Bukan tanpa alasan Ella memaksa Grace untuk segera memanggil Max. Melihat bagaimana wajah Oscar saat ini, pria itu benar-benar kesal padanya. Dan dengan tangan yang biasa melempar bola bowling itu, hanya sekali pukul, maka Ella dan Grace bisa langsung gegar otak!

“Cepatlah!”

Meski ragu, tapi pada akhirnya Grace menuruti perintah Ella.

“Hanya seperti itu keberanianmu?!” cibir Oscar, dan detik berikutnya tatapan tajamnya beralih pada Ella yang masih terpaku di tempatnya. “Kau sendirian sekarang.”

“Kau tidak lihat mereka semua?”

“Tidak akan ada yang berani menganggu urusanku, Ella. Kau lupa siapa aku dan jasa apa saja yang sudah kuperbuat untuk kampus ini? Tanpa aku, tim football dan bowling mungkin sudah bubar. Aku juga adalah kesayangan para dosen di sini.”

Ella terkikik geli mendengar Oscar yang membanggakan dirinya sendiri. Sungguh, tidak ada yang salah dengan ucapannya. Namun, tetap saja itu menggelikan untuk Ella. Dirinya tidak butuh berurusan dengan pria yang dengan mudahnya melecehkan dirinya, tidak peduli sebanyak apapun prestasinya. Di mata Ella, mereka tetaplah sampah tidak berguna!

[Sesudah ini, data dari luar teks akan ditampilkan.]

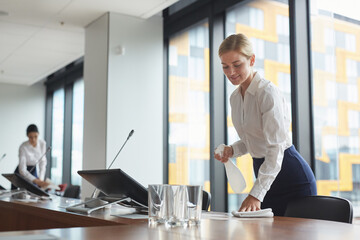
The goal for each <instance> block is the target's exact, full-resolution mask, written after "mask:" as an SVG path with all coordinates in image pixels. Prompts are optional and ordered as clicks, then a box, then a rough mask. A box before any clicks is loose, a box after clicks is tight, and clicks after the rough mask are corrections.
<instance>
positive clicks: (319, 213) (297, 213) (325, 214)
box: [285, 196, 353, 223]
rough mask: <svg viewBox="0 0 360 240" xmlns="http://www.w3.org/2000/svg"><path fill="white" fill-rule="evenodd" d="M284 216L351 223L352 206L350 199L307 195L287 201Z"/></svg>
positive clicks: (352, 217) (351, 222)
mask: <svg viewBox="0 0 360 240" xmlns="http://www.w3.org/2000/svg"><path fill="white" fill-rule="evenodd" d="M285 217H297V218H311V219H320V220H329V221H337V222H344V223H352V219H353V207H352V204H351V202H350V201H348V200H347V199H344V198H340V197H330V196H308V197H305V198H300V199H295V200H293V201H291V202H289V203H288V205H287V208H286V211H285Z"/></svg>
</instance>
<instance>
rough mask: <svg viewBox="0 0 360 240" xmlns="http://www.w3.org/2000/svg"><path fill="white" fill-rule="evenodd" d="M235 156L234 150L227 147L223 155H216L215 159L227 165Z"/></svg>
mask: <svg viewBox="0 0 360 240" xmlns="http://www.w3.org/2000/svg"><path fill="white" fill-rule="evenodd" d="M233 155H234V150H233V149H232V147H231V146H225V147H224V150H223V152H222V155H220V154H216V153H214V157H215V159H216V160H218V161H220V162H222V163H226V162H227V161H228V160H229V158H231V157H232V156H233Z"/></svg>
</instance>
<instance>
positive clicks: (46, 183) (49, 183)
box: [33, 178, 50, 188]
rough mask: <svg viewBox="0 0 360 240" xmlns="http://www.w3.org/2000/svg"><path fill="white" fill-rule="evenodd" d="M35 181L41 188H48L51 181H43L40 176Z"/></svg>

“Dengan perbuatanmu, di mataku, kau tetap sampah!”

“Ella!” geram Oscar seraya tangannya melayang, hendak menampar gadis yang sedikitpun tidak terlihat ketakutan di matanya. Namun, ayunan tangan Oscar terhenti di udara. “Jangan ikut campur, Berengsek!”

“Jangan pernah memukul gadis, apalagi di depanku.”

“Lepaskan tanganku! Aku tidak akan mengulang perintahku lagi.”

“Berjanjilah untuk tidak memukulnya, maka aku melepaskanmu.”

“Sialan!” maki Oscar, lalu dengan tangannya yang lain mengayunkan tinju ke arah sosok yang mencekal tangannya. Namun, sosok itu lebih cepat menghindar dan malah menangkap kedua tangan Oscar. Kemudian memutarnya ke belakang, dan mendorong tubuh bagian depan Oscar hingga membentur loker.

“Ini hari pertamaku di kampus. Aku tidak ingin membuat banyak orang salah paham dengan kejadian ini. Aku ingin menjadi anak baik-baik di sini.”

“Lepaskan aku, Berengsek!” ronta Oscar yang masih terhimpit. “Siapa, kau?!”

“Aku? Oh, maaf, aku sudah tidak sopan, karena belum memperkenalkan diri,” kekehnya. “Namaku Prince. Prince Loshen.”